Pegasus Hava Taşımacılığı A.Ş. (PGSUS; Haberin etkisi: Nötr)

Şirket, Ocak 2020 dönemine ilişkin trafik sonuçlarını açıkladı. Buna göre 2020 yılının Ocak ayında toplam yolcu sayısı bir önceki yılın aynı ayına göre %9,4 artarak 2,57 milyon kişi olurken, yolcu doluluk oranı %89,8 olarak gerçekleşti. Yolcu sayısı iç hatlarda %2,9, dış hatlarda ise %18,8 oranında artış gösterdi.

ARD Bilişim Teknolojileri A.Ş. (ARDYZ; Haberin etkisi: Sınırlı Olumlu)

Havelsan Hava Elektronik Sanayi ve Ticaret A.Ş. ile Milli Savunma Bakanlığı Bilgi Sistemi Modernizasyonu Projesi Sunucu Alımı sözleşmesi 14/02/2020 tarihinde 2.520.000,00 USD (Amerikan Doları) (KDV hariç) bedelle imzalanmıştır.

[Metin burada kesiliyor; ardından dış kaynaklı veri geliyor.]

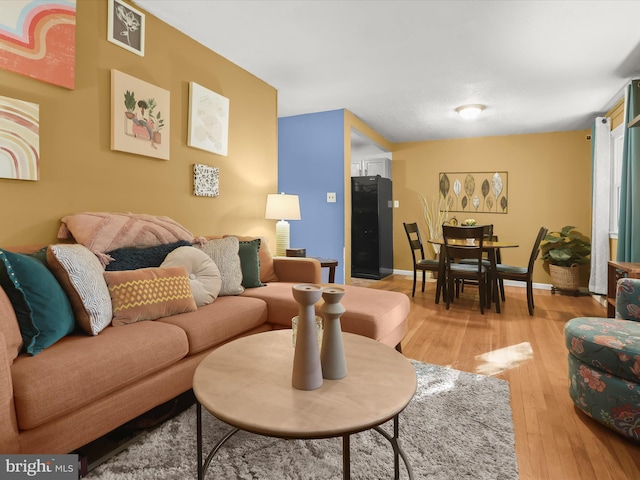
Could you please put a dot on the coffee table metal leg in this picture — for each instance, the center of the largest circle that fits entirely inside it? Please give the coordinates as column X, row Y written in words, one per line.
column 199, row 437
column 202, row 467
column 346, row 457
column 397, row 451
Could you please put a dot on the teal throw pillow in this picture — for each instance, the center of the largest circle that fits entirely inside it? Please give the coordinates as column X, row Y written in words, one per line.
column 41, row 306
column 250, row 263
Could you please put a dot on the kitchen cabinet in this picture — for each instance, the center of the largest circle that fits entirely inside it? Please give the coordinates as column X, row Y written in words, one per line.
column 370, row 167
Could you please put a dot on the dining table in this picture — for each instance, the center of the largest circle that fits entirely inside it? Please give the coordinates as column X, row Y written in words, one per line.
column 489, row 246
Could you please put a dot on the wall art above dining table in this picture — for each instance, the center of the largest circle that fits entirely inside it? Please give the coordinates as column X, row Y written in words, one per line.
column 483, row 192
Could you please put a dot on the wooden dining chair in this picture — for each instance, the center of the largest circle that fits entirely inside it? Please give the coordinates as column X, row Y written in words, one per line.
column 465, row 243
column 487, row 232
column 521, row 274
column 423, row 264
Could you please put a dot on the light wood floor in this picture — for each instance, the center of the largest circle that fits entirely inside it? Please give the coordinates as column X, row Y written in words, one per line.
column 553, row 439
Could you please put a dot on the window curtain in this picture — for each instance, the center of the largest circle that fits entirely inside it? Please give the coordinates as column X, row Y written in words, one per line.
column 600, row 198
column 629, row 220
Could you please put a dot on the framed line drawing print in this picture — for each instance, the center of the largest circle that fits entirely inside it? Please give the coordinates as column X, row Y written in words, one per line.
column 139, row 116
column 208, row 120
column 126, row 27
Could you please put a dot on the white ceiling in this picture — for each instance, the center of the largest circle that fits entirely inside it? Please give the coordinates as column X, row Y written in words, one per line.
column 404, row 66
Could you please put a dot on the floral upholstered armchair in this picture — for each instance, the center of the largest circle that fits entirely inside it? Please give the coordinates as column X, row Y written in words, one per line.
column 604, row 363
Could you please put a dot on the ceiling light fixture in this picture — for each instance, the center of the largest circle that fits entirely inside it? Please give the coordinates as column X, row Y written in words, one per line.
column 469, row 112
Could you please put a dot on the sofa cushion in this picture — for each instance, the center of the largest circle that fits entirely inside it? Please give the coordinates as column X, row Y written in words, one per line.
column 609, row 344
column 204, row 275
column 250, row 263
column 219, row 321
column 101, row 232
column 81, row 275
column 224, row 253
column 373, row 313
column 42, row 308
column 149, row 293
column 132, row 258
column 267, row 271
column 78, row 370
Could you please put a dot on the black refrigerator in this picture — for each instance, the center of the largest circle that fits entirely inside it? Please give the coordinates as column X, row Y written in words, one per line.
column 371, row 227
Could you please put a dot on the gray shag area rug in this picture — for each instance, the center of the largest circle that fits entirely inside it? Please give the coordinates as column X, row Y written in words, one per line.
column 458, row 425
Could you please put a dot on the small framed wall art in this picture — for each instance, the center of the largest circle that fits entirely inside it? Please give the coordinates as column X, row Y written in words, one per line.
column 126, row 27
column 139, row 116
column 205, row 181
column 208, row 120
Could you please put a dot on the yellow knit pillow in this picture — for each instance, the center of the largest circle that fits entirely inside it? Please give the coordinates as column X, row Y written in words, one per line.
column 149, row 293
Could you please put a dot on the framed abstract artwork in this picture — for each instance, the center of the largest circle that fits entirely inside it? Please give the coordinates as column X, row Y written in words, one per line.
column 126, row 27
column 139, row 116
column 38, row 40
column 208, row 120
column 484, row 192
column 19, row 139
column 205, row 181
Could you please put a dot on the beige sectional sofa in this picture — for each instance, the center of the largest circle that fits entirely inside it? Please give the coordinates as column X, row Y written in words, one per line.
column 84, row 386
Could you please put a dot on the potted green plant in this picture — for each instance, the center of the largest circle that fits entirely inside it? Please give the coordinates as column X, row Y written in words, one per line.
column 565, row 251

Tüketiciyi Destekleme Derneğinden internetten altın alacaklara uyarı

(AA) – Tüketiciyi Destekleme Derneği (TÜKDES) Genel Başkanı Süleyman Bakal, internetten alınan gram, çeyrek ve yarım altınların ağırlığında eksiklik olabileceği uyarısında bulundu.

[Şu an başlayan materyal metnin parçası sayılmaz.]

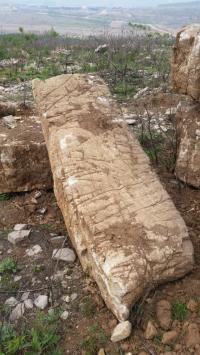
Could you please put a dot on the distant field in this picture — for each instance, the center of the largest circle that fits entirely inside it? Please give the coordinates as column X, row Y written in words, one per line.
column 94, row 21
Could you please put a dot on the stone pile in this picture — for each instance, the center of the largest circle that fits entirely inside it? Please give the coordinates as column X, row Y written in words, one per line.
column 186, row 80
column 124, row 226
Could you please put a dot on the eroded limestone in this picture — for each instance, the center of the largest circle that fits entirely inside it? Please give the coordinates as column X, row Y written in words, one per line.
column 124, row 226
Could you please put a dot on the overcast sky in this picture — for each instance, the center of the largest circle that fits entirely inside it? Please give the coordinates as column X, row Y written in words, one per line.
column 124, row 3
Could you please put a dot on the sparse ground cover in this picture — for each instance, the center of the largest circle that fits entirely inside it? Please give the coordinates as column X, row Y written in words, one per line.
column 128, row 65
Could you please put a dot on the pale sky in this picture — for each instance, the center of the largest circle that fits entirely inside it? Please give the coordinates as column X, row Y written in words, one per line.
column 108, row 3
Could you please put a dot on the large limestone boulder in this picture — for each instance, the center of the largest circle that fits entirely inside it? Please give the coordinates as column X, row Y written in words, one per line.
column 24, row 162
column 186, row 62
column 124, row 226
column 188, row 139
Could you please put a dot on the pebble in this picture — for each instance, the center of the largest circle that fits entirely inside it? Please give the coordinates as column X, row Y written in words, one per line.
column 41, row 301
column 64, row 254
column 163, row 312
column 17, row 312
column 17, row 278
column 17, row 236
column 64, row 315
column 192, row 305
column 20, row 227
column 28, row 303
column 121, row 331
column 35, row 250
column 150, row 331
column 12, row 302
column 25, row 296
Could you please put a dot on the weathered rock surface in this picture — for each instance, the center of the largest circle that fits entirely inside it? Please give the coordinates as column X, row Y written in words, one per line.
column 186, row 62
column 24, row 162
column 188, row 139
column 123, row 224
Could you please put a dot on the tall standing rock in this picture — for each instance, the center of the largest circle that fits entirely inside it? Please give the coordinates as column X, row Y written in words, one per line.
column 186, row 62
column 186, row 80
column 124, row 226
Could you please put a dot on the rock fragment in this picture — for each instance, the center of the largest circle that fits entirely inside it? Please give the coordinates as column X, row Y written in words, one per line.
column 41, row 301
column 64, row 254
column 18, row 236
column 121, row 331
column 163, row 312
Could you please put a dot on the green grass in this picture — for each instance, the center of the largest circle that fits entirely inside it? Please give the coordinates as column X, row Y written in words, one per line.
column 179, row 310
column 8, row 265
column 41, row 337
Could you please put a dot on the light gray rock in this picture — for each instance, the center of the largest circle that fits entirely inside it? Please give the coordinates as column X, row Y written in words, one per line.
column 64, row 254
column 121, row 331
column 17, row 236
column 28, row 303
column 41, row 301
column 17, row 312
column 33, row 251
column 20, row 227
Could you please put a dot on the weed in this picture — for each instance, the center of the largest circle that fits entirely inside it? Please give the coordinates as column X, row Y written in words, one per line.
column 88, row 307
column 41, row 338
column 8, row 265
column 179, row 310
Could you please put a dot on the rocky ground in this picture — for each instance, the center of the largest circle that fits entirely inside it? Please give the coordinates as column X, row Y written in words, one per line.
column 33, row 277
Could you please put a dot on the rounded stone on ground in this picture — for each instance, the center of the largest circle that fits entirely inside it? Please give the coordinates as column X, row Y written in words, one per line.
column 41, row 301
column 121, row 331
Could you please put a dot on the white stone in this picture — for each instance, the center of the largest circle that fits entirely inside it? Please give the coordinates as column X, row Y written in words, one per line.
column 121, row 331
column 17, row 312
column 17, row 236
column 64, row 254
column 64, row 315
column 35, row 250
column 20, row 227
column 41, row 301
column 25, row 296
column 28, row 303
column 12, row 302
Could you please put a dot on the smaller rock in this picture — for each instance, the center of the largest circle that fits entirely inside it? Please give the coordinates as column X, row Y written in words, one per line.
column 163, row 312
column 17, row 312
column 58, row 241
column 192, row 336
column 20, row 227
column 41, row 301
column 64, row 315
column 42, row 210
column 38, row 194
column 9, row 121
column 150, row 331
column 17, row 236
column 169, row 337
column 28, row 303
column 192, row 305
column 35, row 250
column 25, row 296
column 11, row 302
column 121, row 331
column 73, row 297
column 64, row 254
column 17, row 278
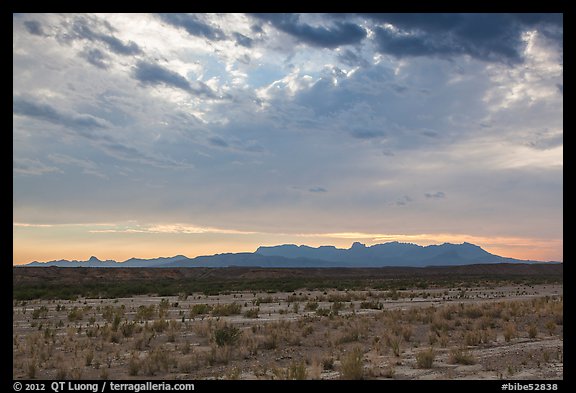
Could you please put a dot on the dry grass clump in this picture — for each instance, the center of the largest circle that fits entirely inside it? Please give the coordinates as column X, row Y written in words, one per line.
column 352, row 365
column 461, row 356
column 425, row 358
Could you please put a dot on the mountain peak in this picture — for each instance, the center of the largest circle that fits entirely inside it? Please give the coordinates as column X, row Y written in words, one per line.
column 357, row 246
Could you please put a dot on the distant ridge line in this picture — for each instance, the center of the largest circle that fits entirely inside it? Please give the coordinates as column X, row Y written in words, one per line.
column 392, row 254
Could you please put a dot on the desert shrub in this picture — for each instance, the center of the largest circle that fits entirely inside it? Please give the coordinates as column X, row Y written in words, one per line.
column 371, row 305
column 393, row 342
column 252, row 313
column 41, row 312
column 128, row 329
column 157, row 360
column 406, row 333
column 88, row 358
column 551, row 327
column 425, row 358
column 510, row 331
column 296, row 308
column 31, row 370
column 159, row 325
column 267, row 299
column 473, row 312
column 75, row 315
column 461, row 356
column 145, row 313
column 163, row 308
column 200, row 309
column 297, row 371
column 296, row 298
column 328, row 364
column 352, row 366
column 226, row 335
column 473, row 338
column 323, row 312
column 221, row 310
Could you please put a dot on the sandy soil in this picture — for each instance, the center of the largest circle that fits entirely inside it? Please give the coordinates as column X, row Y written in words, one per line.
column 508, row 332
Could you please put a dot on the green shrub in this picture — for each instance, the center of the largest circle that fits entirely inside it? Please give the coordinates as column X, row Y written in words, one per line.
column 221, row 310
column 41, row 312
column 461, row 356
column 226, row 335
column 75, row 315
column 425, row 358
column 352, row 366
column 297, row 371
column 200, row 309
column 252, row 313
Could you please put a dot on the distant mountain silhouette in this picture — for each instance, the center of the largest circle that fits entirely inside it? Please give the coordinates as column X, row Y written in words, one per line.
column 290, row 255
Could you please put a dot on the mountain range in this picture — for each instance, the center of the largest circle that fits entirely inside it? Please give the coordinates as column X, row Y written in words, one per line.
column 290, row 255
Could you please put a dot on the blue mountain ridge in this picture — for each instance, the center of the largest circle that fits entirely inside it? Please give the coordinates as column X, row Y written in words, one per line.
column 290, row 255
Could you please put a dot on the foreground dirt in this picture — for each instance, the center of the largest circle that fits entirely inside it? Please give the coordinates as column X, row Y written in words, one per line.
column 487, row 332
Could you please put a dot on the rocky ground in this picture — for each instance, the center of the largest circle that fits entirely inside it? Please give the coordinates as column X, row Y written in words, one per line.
column 486, row 332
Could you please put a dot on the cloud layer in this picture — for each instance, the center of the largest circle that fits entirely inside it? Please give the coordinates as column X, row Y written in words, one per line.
column 268, row 124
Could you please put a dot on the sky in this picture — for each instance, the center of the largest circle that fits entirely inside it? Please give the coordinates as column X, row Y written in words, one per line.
column 147, row 135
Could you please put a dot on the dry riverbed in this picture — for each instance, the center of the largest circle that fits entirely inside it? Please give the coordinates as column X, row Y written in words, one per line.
column 507, row 332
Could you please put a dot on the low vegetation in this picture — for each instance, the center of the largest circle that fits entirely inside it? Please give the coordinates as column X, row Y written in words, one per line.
column 352, row 334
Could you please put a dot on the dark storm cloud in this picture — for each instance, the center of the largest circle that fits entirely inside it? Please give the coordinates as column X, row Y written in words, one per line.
column 33, row 27
column 351, row 59
column 241, row 39
column 27, row 107
column 488, row 37
column 193, row 26
column 95, row 57
column 154, row 74
column 435, row 195
column 340, row 33
column 82, row 30
column 217, row 141
column 367, row 134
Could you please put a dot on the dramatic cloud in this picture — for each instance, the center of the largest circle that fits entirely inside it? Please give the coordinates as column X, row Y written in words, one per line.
column 81, row 29
column 435, row 195
column 193, row 25
column 203, row 133
column 34, row 27
column 337, row 34
column 489, row 37
column 26, row 107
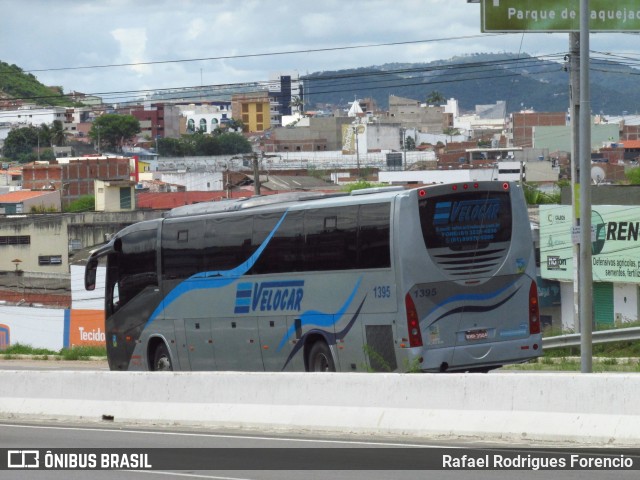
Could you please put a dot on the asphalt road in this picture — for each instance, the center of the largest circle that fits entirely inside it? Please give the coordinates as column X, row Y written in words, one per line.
column 33, row 364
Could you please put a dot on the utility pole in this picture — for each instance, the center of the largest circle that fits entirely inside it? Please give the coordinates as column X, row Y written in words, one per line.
column 256, row 173
column 574, row 113
column 355, row 129
column 585, row 270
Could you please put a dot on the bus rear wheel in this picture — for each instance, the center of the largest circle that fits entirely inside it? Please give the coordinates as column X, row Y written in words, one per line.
column 320, row 358
column 162, row 359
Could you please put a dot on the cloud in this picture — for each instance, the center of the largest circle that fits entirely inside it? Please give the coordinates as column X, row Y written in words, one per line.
column 132, row 43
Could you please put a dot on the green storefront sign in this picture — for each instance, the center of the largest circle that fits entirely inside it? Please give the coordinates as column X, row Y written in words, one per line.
column 615, row 251
column 559, row 15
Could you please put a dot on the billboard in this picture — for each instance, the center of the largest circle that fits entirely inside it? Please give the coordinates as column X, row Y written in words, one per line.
column 559, row 16
column 86, row 327
column 615, row 250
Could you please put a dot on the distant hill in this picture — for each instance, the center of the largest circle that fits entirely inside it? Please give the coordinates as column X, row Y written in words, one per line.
column 481, row 79
column 15, row 83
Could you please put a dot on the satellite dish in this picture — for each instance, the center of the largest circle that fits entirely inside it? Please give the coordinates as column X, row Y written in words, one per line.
column 597, row 175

Bakal, AA muhabirine yaptığı açıklamada, son günlerde internetten altın alan bazı tüketicilerin mağdur olduğunu söyledi.

Altının satılmak için kuyumcuya götürüldüğünde ağırlığının eksik olduğunun ortaya çıktığını belirten Bakal, şikayetlerin çoğunun satın alma işleminin üzerinden birkaç ay veya yıl geçtikten sonra yapıldığını anlattı.

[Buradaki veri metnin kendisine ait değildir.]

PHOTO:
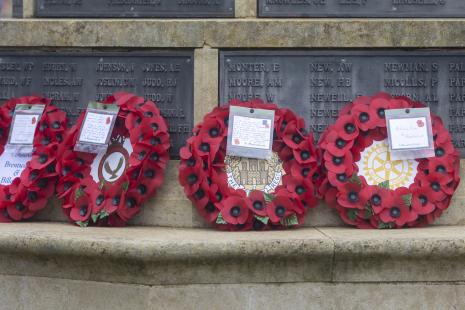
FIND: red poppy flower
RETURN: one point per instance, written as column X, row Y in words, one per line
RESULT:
column 234, row 210
column 422, row 202
column 365, row 118
column 213, row 131
column 191, row 178
column 435, row 181
column 377, row 197
column 349, row 196
column 397, row 213
column 304, row 154
column 336, row 145
column 339, row 164
column 42, row 159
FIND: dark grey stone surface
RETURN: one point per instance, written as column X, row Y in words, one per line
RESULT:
column 361, row 8
column 316, row 84
column 135, row 8
column 74, row 79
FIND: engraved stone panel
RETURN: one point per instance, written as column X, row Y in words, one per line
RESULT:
column 135, row 8
column 72, row 80
column 6, row 8
column 316, row 84
column 17, row 8
column 361, row 8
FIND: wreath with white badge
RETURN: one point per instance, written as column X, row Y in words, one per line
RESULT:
column 109, row 188
column 235, row 193
column 366, row 187
column 28, row 188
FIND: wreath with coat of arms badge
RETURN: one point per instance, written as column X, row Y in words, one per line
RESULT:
column 22, row 197
column 366, row 187
column 108, row 188
column 235, row 193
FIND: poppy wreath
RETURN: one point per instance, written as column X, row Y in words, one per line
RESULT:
column 360, row 132
column 202, row 174
column 91, row 199
column 29, row 193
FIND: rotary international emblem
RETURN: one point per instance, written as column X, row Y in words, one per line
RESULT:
column 252, row 174
column 109, row 166
column 377, row 167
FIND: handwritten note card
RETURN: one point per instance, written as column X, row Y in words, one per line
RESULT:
column 96, row 128
column 408, row 133
column 251, row 132
column 12, row 163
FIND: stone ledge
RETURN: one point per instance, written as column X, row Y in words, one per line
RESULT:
column 164, row 256
column 234, row 33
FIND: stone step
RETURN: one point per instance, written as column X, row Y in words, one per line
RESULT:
column 168, row 256
column 171, row 208
column 232, row 33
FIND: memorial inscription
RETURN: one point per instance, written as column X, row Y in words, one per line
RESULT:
column 135, row 8
column 317, row 84
column 361, row 8
column 72, row 80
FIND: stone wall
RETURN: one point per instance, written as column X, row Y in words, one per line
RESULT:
column 59, row 266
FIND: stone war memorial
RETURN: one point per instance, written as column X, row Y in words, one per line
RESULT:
column 232, row 154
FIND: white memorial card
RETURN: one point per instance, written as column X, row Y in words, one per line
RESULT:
column 407, row 133
column 12, row 163
column 410, row 133
column 96, row 128
column 252, row 132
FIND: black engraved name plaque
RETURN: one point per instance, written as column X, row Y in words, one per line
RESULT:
column 72, row 80
column 134, row 8
column 316, row 84
column 17, row 8
column 361, row 8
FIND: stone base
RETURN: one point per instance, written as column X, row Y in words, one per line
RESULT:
column 31, row 293
column 59, row 266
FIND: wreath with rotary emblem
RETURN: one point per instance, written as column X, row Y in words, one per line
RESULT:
column 235, row 193
column 29, row 193
column 109, row 188
column 366, row 187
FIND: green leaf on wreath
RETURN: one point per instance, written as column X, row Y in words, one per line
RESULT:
column 83, row 224
column 290, row 221
column 264, row 220
column 384, row 184
column 407, row 199
column 355, row 179
column 78, row 194
column 220, row 219
column 268, row 197
column 352, row 215
column 383, row 225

“Ürün sahte değil, altın fakat ağırlıkta eksiklik tespit ediliyor”

Tüketicilere bu konuda uyarılarda bulunan Bakal, şöyle devam etti:

“Çoğumuz internetten alışveriş yapmanın keyfini çıkarıyoruz. Gördüğümüz bir şeyi beğeniyor, bir tıkla kapımıza kadar getirtiyoruz fakat yükte hafif, pahada ağır bir ürün satın alırken internet sitesinin ne kadar güvenilir olduğuna dikkat etmemiz gerekiyor. Altın fiyatlarının yükselmesiyle ‘kampanya’ yazan sitelerden 5-10 lira düşük fiyata altın alanlar daha sonra mağduriyet yaşıyor. Aldığı ürünü kuyumcuya bozdurmaya götürdüğünde gerçek anlaşılıyor. Ürün sahte değil, altın fakat ağırlıkta eksiklik olduğu tespit ediliyor. İnşatta demirden çalmak gibi bir durum.”

Bakal, tüketicilerin mağdur olmaması için ellerinden geleni yaptıklarını, şikayetleri değerlendirip gerekli hukuki yollara yönlendirdiklerini dile getirdi.

Aselsan cirosunun yüzde 7’sini Ar-Ge’ye ayırıyor

(AA) – Aselsan Yönetim Kurulu Başkanı ve Genel Müdürü Prof. Dr. Haluk Görgün, “Geçen sene 541 milyon dolar Ar-Ge bütçemiz vardı. Bu Ar-Ge bütçesinin yaklaşık 60 milyon doları özkaynaktı. Aselsan her sene cirosunun yüzde 7’sini Ar-Ge’ye ayırıyor.” dedi.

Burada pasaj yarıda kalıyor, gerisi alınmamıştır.